“So what do we do now?” Lessons from the AAC&U 2017 Annual Meeting

At whose expense are service learning and diversity courses effective? Can U.S. education policy stop telling poor students what to do (and instead provide them with resources and opportunities)? How can we avoid reproducing oppressions in our social justice work in education?

These are just some of the difficult and important questions addressed at this year’s AAC&U Annual Meeting, “Building Trust in the Promise of Liberal Education.” Without a doubt, the most common refrain, resounding over and over again, was “so what do we do now?” Now that Trump is president and the intersecting axes of discrimination and oppression are multiplying, intensifying, and sanctioned by the U.S. president.

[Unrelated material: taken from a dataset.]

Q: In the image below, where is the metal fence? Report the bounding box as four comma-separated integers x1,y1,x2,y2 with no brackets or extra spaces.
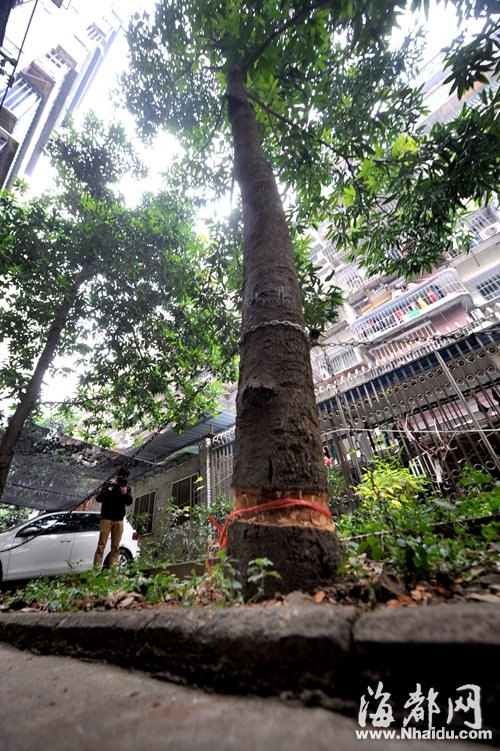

To back up a bit: the AAC&U is the Association of American Colleges & Universities. Two thousand college and university administrators, presidents, deans, faculty, graduate students, and (to my delight) undergraduates, from all over the world, attended this year’s conference in San Francisco. I was there receiving the 2017 K. Patricia Cross Future Leaders Award and to find out what this AAC&U organization is all about. Without a doubt, the highlight of the conference was getting to know the other recipients – graduate students from different schools and disciplines who are transforming education in order to improve society. Their resumes are impressive, to say the very least, but in person they far exceed what a professional bio can capture. Their generosity, kindness, fierce intellect, humor, determination, care, and bravery are, as Lee Knefelkamp, quoting Maxine Greene, kept saying “a light in dark times.” I hope we will remain friends for years to come.